The IMT declared four Nazi organizations to be criminal: the SS, the SD, the Gestapo, and the Nazi Party. A team of Allied attorneys, including American Telford Taylor, subsequently prosecuted individual members of these organizations. Three Nazi organizations were acquitted: the SA (Sturmabteilung, the paramilitary organization also known as the Brownshirts or Stormtroopers), and the general staff and High Command of the German armed forces.

The Nuremberg trials made three important contributions to international law. First, they established a precedent that all persons, regardless of their station or occupation in life, can be held individually accountable for their behavior during times of war. Defendants cannot insulate themselves from personal responsibility by blaming the country, government, or military branch for which they committed the particular war crime.

Second, the Nuremberg trials established that individuals cannot shield themselves from liability for war crimes by asserting that they were simply following orders issued by a superior in the chain of command. Subordinates in the military or government are now bound by their obligations under international law, obligations that transcend their duty to obey an order issued by a superior. Orders to initiate aggressive (as opposed to defensive) warfare, to violate recognized rules and customs of warfare, or to persecute civilians and prisoners are considered illegal under the Nuremberg principles.

Third, the Nuremberg trials clearly established three discrete substantive war crimes that are punishable under international law: crimes against peace, crimes against humanity, and crimes in violation of transnational obligations embodied in treaties and other agreements. Before the Nuremberg trials, these crimes were not well defined, and persons who committed such crimes had never been punished by a multinational tribunal. For these reasons the Nuremberg convictions have sometimes been criticized as ex post facto justice.

The Nuremberg trials have also been criticized as “victor’s justice.” Historians have observed that the Allied nations that tried and convicted the leading Nazis at Nuremberg did not come to the table with clean hands.

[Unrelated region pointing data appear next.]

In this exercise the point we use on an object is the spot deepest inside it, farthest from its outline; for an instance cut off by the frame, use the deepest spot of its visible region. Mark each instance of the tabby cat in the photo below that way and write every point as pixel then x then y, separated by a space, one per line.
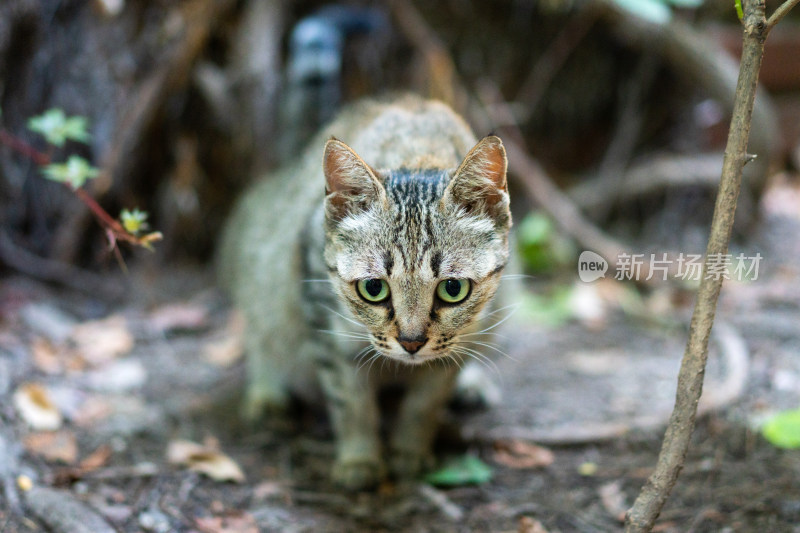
pixel 384 249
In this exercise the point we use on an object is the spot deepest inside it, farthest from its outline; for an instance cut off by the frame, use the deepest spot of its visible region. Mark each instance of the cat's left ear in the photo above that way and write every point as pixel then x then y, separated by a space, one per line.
pixel 350 184
pixel 479 185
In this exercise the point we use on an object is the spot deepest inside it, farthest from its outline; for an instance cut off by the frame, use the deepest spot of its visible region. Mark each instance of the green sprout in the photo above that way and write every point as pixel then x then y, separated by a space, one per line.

The Soviet Union had participated in Germany’s invasion and occupation of Poland and had been implicated in the massacre of more than a thousand Poles in the Katyn forest. Bombing raids conducted by the United States and Great Britain during World War II left thousands of civilians dead in cities like Dresden, Germany, and Nagasaki and Hiroshima, Japan. President Roosevelt had implemented a relocation program for more than 100,000 Americans of Japanese descent that confined them to concentration camps around the United States.

The Nuremberg trials were not typical partisan trials, though. The defendants were afforded the Right to Counsel, plus a full panoply of evidentiary and procedural protections. The Nuremberg verdicts demonstrate that these protections were taken seriously by the tribunal. The IMT completely exonerated three defendants of war crimes and acquitted most of the remaining defendants of at least some charges. Thus, the Nuremberg trials, while not perfect, changed the face of international law, both procedurally and substantively.